UPDATE #1: 2/11/12 – After a long and virtually exhausting Google search, this article from Variety on October 25, 2011 was located. The article focuses on film composer Cristophe Beck who has scored Disney’s The Muppets along with many other films. As it turns out, Beck also wrote the score for Paperman which he refers to as ‘a composer’s dream.’ The article also notes that ‘the animators are [then] illustrating to his music.’
UPDATE #1: 2/11/12 – Disney animator Eric Daniels has linked to the article on his Facebook page, noting that Paperman uses a new technique he helped to create.
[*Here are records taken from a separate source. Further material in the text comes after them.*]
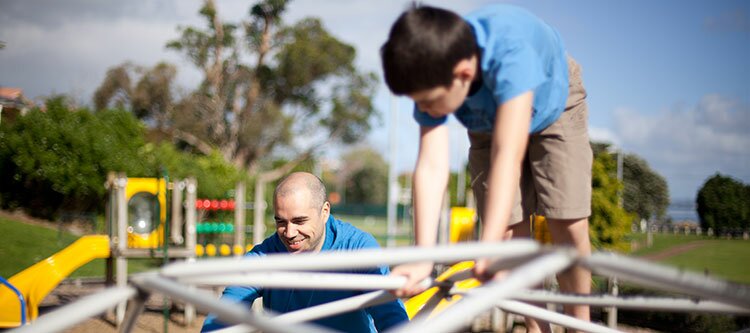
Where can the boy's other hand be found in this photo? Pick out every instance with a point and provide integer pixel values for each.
(415, 273)
(480, 270)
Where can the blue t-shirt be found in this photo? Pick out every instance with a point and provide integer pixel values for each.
(518, 53)
(340, 236)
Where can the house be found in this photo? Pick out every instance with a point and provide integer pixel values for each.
(13, 104)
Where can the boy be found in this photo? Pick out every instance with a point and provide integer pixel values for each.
(506, 77)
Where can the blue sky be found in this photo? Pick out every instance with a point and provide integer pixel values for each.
(667, 80)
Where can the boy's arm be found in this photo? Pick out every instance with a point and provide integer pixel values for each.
(430, 181)
(510, 138)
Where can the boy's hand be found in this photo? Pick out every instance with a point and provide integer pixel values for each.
(415, 273)
(480, 270)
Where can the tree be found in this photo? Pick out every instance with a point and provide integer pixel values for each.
(310, 88)
(724, 203)
(609, 223)
(58, 157)
(150, 98)
(646, 192)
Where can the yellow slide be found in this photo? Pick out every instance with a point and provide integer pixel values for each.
(35, 282)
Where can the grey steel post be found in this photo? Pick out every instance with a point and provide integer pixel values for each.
(121, 241)
(135, 309)
(393, 188)
(176, 227)
(190, 236)
(239, 216)
(259, 209)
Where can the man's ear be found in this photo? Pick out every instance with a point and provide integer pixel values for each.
(326, 210)
(466, 69)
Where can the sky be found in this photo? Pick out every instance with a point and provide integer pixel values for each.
(666, 80)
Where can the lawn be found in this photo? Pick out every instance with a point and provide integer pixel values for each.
(378, 227)
(722, 258)
(24, 244)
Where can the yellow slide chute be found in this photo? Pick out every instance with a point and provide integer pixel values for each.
(35, 282)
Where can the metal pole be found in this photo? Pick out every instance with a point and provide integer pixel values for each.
(668, 278)
(176, 228)
(74, 313)
(239, 217)
(191, 190)
(552, 317)
(667, 304)
(393, 188)
(259, 209)
(121, 262)
(224, 311)
(135, 309)
(526, 276)
(355, 259)
(302, 280)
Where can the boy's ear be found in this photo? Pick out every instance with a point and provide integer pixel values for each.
(466, 69)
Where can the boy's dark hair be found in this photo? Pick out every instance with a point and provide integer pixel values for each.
(423, 47)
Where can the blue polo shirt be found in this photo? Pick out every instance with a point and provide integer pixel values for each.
(340, 236)
(518, 53)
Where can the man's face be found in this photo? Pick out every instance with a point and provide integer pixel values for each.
(300, 226)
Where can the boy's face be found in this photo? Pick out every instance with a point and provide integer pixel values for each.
(441, 101)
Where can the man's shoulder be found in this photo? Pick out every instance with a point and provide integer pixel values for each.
(350, 237)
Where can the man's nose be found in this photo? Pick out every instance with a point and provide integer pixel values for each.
(290, 231)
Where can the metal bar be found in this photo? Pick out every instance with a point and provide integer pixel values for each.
(239, 217)
(526, 276)
(668, 278)
(226, 312)
(121, 261)
(302, 280)
(667, 304)
(354, 259)
(552, 317)
(135, 309)
(324, 310)
(19, 295)
(336, 307)
(431, 304)
(78, 311)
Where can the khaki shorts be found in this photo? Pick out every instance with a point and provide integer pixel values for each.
(556, 173)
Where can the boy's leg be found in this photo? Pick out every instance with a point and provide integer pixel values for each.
(479, 166)
(577, 280)
(561, 158)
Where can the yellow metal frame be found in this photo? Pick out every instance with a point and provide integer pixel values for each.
(40, 279)
(157, 187)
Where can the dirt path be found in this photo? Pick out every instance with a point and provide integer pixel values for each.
(673, 251)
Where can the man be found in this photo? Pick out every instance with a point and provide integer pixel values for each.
(304, 224)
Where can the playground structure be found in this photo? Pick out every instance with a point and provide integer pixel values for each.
(136, 214)
(454, 296)
(26, 290)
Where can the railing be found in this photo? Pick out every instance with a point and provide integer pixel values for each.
(21, 301)
(528, 264)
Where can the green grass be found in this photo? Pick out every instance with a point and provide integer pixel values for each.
(23, 245)
(662, 242)
(726, 259)
(378, 227)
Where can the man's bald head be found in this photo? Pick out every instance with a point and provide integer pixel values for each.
(303, 181)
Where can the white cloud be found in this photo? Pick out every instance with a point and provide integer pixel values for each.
(689, 144)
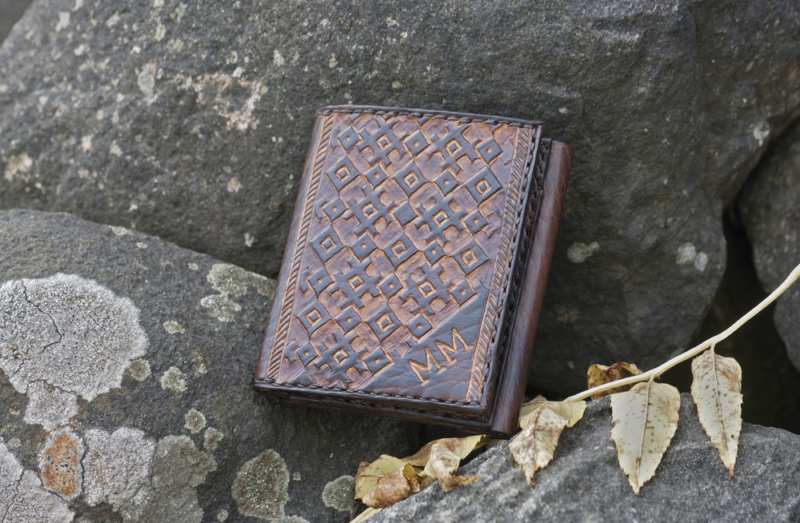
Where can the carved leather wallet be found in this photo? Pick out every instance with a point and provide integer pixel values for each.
(415, 267)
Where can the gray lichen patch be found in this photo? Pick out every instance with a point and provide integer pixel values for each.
(139, 370)
(211, 438)
(174, 380)
(221, 307)
(69, 332)
(261, 487)
(22, 498)
(177, 469)
(122, 231)
(580, 252)
(231, 281)
(49, 406)
(116, 465)
(340, 494)
(60, 463)
(173, 327)
(195, 421)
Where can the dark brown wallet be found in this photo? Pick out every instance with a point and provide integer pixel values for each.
(415, 267)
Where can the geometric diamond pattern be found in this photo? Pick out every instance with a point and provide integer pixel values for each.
(416, 156)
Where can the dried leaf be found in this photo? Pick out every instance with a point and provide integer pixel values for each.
(393, 487)
(601, 374)
(369, 473)
(716, 390)
(366, 514)
(528, 409)
(445, 457)
(645, 419)
(533, 448)
(420, 459)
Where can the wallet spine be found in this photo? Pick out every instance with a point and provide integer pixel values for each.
(529, 304)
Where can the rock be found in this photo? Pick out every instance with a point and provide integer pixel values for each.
(191, 122)
(771, 384)
(12, 11)
(158, 421)
(584, 481)
(770, 211)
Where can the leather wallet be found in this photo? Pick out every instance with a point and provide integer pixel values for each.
(415, 267)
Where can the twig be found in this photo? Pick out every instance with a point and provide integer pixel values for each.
(793, 276)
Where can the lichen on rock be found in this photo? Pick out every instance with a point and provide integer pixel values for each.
(60, 463)
(232, 281)
(261, 487)
(177, 469)
(69, 332)
(173, 380)
(116, 465)
(49, 406)
(340, 495)
(22, 498)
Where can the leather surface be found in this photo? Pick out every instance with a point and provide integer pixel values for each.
(407, 250)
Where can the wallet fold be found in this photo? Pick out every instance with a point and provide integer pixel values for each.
(415, 266)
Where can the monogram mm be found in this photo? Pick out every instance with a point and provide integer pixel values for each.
(399, 271)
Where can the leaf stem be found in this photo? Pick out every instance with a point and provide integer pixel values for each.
(654, 373)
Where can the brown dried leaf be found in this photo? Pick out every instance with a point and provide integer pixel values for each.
(716, 390)
(445, 457)
(601, 374)
(528, 409)
(393, 487)
(533, 448)
(645, 419)
(366, 514)
(420, 459)
(369, 473)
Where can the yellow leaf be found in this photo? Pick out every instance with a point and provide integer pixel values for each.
(716, 390)
(369, 473)
(533, 448)
(445, 456)
(393, 487)
(366, 514)
(601, 374)
(528, 409)
(420, 459)
(645, 419)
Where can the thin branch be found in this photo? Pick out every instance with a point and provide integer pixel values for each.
(793, 276)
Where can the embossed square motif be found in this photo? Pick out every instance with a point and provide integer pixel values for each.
(434, 336)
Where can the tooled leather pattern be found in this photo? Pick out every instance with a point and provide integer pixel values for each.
(402, 256)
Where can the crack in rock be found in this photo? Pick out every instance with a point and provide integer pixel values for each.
(67, 332)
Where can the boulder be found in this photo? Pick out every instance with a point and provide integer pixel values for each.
(584, 481)
(769, 206)
(191, 121)
(126, 366)
(12, 11)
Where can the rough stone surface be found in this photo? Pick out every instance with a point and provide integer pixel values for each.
(22, 498)
(60, 463)
(147, 457)
(191, 121)
(261, 487)
(584, 481)
(11, 10)
(770, 209)
(116, 465)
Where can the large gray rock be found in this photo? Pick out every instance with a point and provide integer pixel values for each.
(584, 483)
(10, 12)
(126, 366)
(770, 209)
(191, 121)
Daniels previously helped create a process, first used for Disney’s Tarzan, he dubbed ‘Deep Canvas.’ As seen in the video below, Deep Canvas allowed animators to paint the environment over a CG model so that the computer would be able to keep track and precisely re-create the animators’ application as the camera moved in 3D space. The technology earned Daniels an Annie Award in 1999 and an Oscar in 2003 for technical achievements.
Effects animator Bruce Wright also linked to the article.